Anyway, we got tired of the frustration, and Craigs-listed sold the thing about a month ago. Listed and sold in about 15 minutes! Lost about 25% of our purchase price, but the monster is gone ... thankfully.

Instead ...

We've just picked up a small Weber Q-320 grill. Aluminum housing, with high-impact, heavy-duty plastic base. Very easy to clean. A smaller footprint (with fold-down side shelves), so much less impact on the back deck area. So far, we love it.

Stainless monster --- GONE.

Weber Q-320 --- so far, thumbs up.

Anyway ... nothing to do with trains, as I said. But that's my BBQ story ...

TJ


----------



## Big Ed (Jun 16, 2009)

tjcruiser said:


> Nothing to do with trains, but ...
> 
> Two years ago, we bought one of those monster stainless steel BBQ grills at Home Depot. Did our research, thought we were buying quality, etc. Well, for 2 years, we toiled in trying to keep the monster clean. The so-called "stainless" steel soon started to rust and corrode, and the fake-stainless silver paint on the bottom started to oxidize, too.
> 
> ...


But what about the name? Great choice?

Yes they make that stuff with "cheap" stainless! You don't get what you pay for!
But as in all grills, eventually they all rot away. The aluminum will oxidize and corrode over time too. Best thing to do is build a brick one. But even with that you still will have to replace the "stainless" burners every so often.


----------



## Reckers (Oct 11, 2009)

big ed said:


> But what about the name? Great choice?
> 
> Yes they make that stuff with "cheap" stainless! You don't get what you pay for!
> But as in all grills, eventually they all rot away. The aluminum will oxidize and corrode over time too. *Best thing to do is build a brick one.* But even with that you still will have to replace the "stainless" burners every so often.

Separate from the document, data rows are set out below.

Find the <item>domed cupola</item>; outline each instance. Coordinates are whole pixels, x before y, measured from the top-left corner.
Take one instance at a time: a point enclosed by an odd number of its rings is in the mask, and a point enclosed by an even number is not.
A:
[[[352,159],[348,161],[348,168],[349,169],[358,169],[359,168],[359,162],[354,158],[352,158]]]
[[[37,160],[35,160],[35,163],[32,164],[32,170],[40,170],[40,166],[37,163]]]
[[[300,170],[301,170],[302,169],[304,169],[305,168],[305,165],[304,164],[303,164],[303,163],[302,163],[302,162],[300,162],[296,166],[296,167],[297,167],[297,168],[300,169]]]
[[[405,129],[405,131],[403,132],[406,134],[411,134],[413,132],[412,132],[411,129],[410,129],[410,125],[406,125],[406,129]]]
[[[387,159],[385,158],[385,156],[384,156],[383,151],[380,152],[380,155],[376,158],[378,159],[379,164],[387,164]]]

Tried that, but it didn't work. Darned thing kept cracking and falling apart from rolling it in and out of the garage.


----------



## Big Ed (Jun 16, 2009)

Reckers said:


> Tried that, but it didn't work. Darned thing kept cracking and falling apart from rolling it in and out of the garage.


You must have used the wrong cement. It should roll in and out of the garage just fine!:laugh:


----------



## Reckers (Oct 11, 2009)

I would have thought so. I knew people would be eating from it, so I used dental cement. Then I painted it with dental enamel. When I cooked on it, ya got 'cue you could really sink your teeth into!

By the way....did you know eating barbecue was originally associated with pirates?


----------



## tjcruiser (Jan 10, 2010)

You guys are TOO funny !!! :thumbsup:


----------



## ho/ttothemoss (Aug 19, 2010)

thats a nice little thing to add to your layout thats cool. nice job


----------